June 8 (Bloomberg) -- Weaker Canadian job creation and slower housing starts, along with falling exports, add to evidence growth in the world’s 10th-largest economy is slowing.
Employers added 7,700 jobs in May, the fewest in three months, Statistics Canada said today from Ottawa, leaving the unemployment rate at 7.3 percent. The country also recorded its first merchandise trade deficit in six months in April as exports declined. Beginning home construction dropped 13 percent, the country’s housing agency said.
“We probably won’t see much economic momentum in coming months for Canada,” said Sal Guatieri, senior economist at BMO Capital Markets in Toronto. Exports will be restrained by “a strong Canadian dollar and the global economy is downshifting -- emerging-market economies have slowed.”
Bank of Canada policy makers led by Governor Mark Carney held their key interest rate at 1 percent on June 5 and said the country’s underlying economic momentum is in line with projections, even after first-quarter growth that trailed their earlier forecast. The central bank also said that tensions from Europe’s debt crisis have increased while the prices of exported commodities have eased.
Canada’s dollar depreciated 0.1 percent to C$1.0291 per U.S. dollar at 3:05 p.m. in Toronto. One Canadian dollar buys 97.17 cents. Two-year government bond yields fell one basis point to 1.04 percent.
In its April forecast, the central bank forecast 2.4 percent economic growth this year. Statistics Canada said June 1 the economy grew at a 1.9 percent annual pace in the first quarter.
“The Bank remains biased to take the overnight rate higher but will require a period of relative calm to pull the trigger,” said Mazen Issa, Canada macro strategist at TD Securities in Toronto.
The May job gain followed increases of 58,200 and 82,300 in the prior two months that marked the biggest back-to-back increases in more than three decades.
Today’s job report also showed faster wage growth. Hourly wages of permanent employees rose 2.9 percent in May from a year earlier, faster than April’s 2.4 percent pace.
The jobs report “is a mixed bag,” said Jimmy Jean, a strategist in the fixed-income group at Desjardins Capital Markets in Montreal.
“The trade report is consistent with the view that weak external demand, especially for commodities, may be the Bank’s main worry in the near term,” he said. “Market anxiety and potential shocks to confidence are also too significant for the Bank to be credibly contemplating rate hikes in the near future.”

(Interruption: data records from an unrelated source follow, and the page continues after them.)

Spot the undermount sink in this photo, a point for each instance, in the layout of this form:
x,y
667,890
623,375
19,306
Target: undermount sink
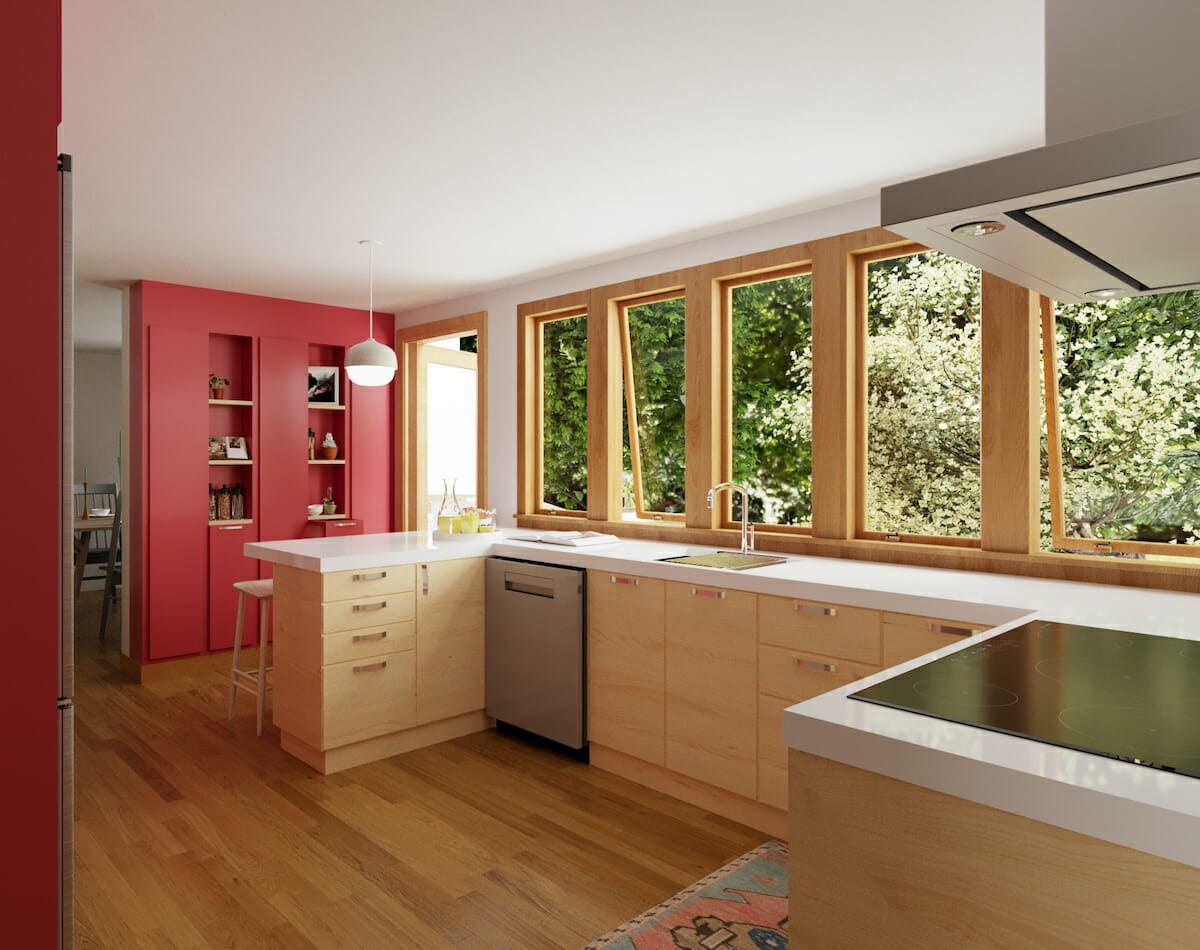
x,y
730,560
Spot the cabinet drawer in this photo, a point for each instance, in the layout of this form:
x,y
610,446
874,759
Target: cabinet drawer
x,y
375,612
367,582
366,698
906,636
826,629
796,675
377,641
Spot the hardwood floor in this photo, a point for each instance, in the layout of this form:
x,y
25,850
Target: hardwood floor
x,y
192,833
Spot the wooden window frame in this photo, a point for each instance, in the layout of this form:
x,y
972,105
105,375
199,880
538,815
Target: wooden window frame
x,y
627,374
1012,421
725,288
538,325
862,264
1054,456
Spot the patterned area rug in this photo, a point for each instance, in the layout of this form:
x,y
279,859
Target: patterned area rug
x,y
743,906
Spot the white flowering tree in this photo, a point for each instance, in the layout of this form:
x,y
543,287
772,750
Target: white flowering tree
x,y
923,396
1129,408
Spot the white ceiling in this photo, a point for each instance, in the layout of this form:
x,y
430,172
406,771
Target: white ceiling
x,y
250,145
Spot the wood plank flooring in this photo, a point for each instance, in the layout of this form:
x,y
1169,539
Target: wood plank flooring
x,y
193,833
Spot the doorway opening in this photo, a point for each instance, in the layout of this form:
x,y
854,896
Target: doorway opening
x,y
442,446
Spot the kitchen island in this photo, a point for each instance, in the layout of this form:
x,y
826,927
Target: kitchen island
x,y
897,794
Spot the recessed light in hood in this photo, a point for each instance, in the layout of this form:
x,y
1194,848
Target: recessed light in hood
x,y
1114,211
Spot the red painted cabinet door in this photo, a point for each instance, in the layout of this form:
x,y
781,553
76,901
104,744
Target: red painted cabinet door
x,y
175,570
227,564
283,439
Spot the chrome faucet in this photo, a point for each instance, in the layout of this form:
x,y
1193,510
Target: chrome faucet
x,y
747,528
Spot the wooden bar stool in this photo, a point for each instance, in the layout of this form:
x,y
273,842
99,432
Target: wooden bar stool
x,y
252,681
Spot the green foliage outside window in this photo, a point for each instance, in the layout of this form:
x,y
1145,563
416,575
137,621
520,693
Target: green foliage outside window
x,y
564,422
923,396
1129,410
657,346
772,367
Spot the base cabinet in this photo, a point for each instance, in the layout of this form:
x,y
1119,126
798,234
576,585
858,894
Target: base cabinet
x,y
375,662
449,638
627,665
712,711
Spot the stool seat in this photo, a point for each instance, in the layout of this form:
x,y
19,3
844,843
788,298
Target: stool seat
x,y
252,680
259,589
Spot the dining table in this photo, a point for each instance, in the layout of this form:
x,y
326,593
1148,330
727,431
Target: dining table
x,y
84,528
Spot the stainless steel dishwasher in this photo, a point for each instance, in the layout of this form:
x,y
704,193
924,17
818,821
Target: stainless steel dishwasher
x,y
535,649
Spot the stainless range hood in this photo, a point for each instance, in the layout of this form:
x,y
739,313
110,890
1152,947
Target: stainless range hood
x,y
1116,214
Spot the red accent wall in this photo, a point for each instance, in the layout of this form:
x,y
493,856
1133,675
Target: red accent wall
x,y
289,334
29,79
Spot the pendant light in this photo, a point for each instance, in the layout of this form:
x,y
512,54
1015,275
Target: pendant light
x,y
371,362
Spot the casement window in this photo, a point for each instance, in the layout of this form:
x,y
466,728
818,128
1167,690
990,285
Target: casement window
x,y
923,388
1122,384
768,395
652,349
562,374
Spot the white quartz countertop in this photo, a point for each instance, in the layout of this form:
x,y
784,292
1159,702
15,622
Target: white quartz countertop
x,y
1133,805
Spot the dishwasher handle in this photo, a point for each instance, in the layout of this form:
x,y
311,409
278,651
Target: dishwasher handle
x,y
532,584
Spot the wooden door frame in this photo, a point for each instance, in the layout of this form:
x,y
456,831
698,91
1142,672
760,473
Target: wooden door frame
x,y
409,402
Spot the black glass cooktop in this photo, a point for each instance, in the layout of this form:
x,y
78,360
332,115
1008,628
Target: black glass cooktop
x,y
1129,696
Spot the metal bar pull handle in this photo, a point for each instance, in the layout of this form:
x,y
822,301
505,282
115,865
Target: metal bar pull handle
x,y
520,583
366,637
951,629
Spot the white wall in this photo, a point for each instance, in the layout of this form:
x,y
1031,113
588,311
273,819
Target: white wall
x,y
502,314
1115,64
99,402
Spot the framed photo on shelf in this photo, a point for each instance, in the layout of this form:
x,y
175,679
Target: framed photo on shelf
x,y
237,446
323,384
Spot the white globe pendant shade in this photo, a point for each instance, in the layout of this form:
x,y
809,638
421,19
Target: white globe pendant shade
x,y
370,362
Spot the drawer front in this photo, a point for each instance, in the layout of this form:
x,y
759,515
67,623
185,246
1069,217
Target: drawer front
x,y
796,675
367,582
375,612
366,698
377,641
825,629
906,636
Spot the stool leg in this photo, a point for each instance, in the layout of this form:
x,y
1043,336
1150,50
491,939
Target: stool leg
x,y
237,649
263,630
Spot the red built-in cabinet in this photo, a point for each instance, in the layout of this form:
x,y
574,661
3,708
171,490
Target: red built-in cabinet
x,y
183,561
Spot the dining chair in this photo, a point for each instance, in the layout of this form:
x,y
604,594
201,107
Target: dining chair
x,y
112,569
101,494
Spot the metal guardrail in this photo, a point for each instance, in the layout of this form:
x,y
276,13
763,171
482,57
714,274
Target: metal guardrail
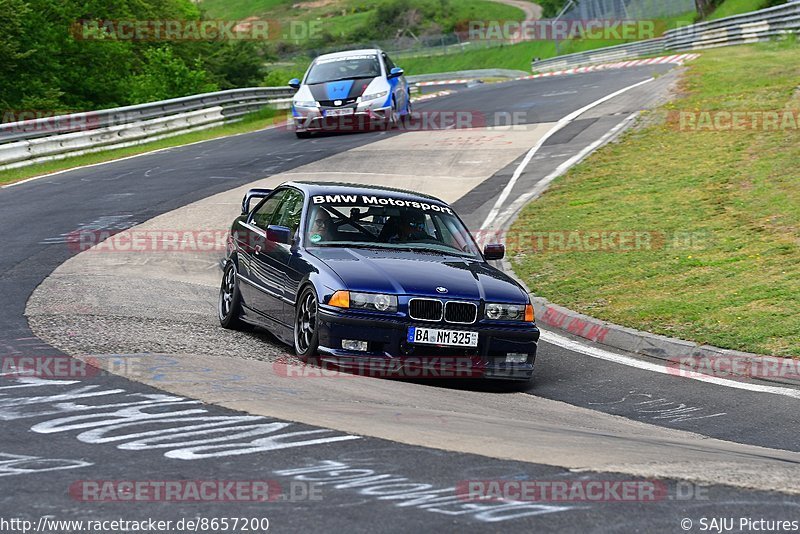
x,y
32,141
27,142
756,26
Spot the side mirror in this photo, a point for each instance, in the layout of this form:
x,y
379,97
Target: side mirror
x,y
494,252
279,234
250,195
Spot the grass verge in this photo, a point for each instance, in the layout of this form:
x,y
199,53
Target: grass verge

Construction employment fell by 27,000 in May, reversing a similar gain in April. Demand for homes, along with public works projects and energy projects, helped drive the share of Canadian employment involved in construction to a record high in April.
Canada Mortgage & Housing Corp. said on its website today that housing starts fell 13 percent to an annual pace of 211,400 units in May.
The central bank’s rate has been at 1 percent since September 2010, the longest pause since the 1950s, while five-year mortgage rates have been at or near record lows most of this year, averaging 5.44 percent last week. The Bank of Canada this week said that gains in housing have led to a “less balanced” recovery.
Prime Minister Stephen Harper said yesterday he told French President Francois Hollande in a meeting that European leaders risk a major global crisis unless they build a proper economic union.
“They’re not going to have growth in Europe unless they establish some confidence in markets, and it’s going to be very difficult to establish confidence without a plan to address some of these issues and some of these structural issues,” Harper told reporters yesterday in Paris.
Canada’s trade report today showed a deficit of C$367 million ($355 million) followed a revised surplus of C$152 million in March. Economists surveyed by Bloomberg projected a C$180 million surplus, based on the median of 22 forecasts.
Exports fell as industrial goods and materials dropped 5.8 percent to C$9.34 billion and machinery and equipment shipments declined 3.1 percent to C$6.68 billion. Imports rose 0.1 percent to C$39.5 billion, the fifth straight increase.
The U.S. Commerce Department said the trade deficit narrowed in April as a drop in imports overshadowed the first decline in exports in five months. The gap shrank 4.9 percent to $50.1 billion, greater than the $49.5 billion economists had forecast.
“I am concerned about relative weakness in the U.S. economy,” Finance Minister Jim Flaherty told reporters today in Quebec City, Quebec. The U.S. buys three-quarters of Canada’s exports.
Flaherty said today’s reports haven’t changed his expectations for the economy. “Our economic expectations in the budget, based on the private-sector forecasts, was for modest, moderate growth in Canada,” he said. “I expect second-quarter numbers will show that.”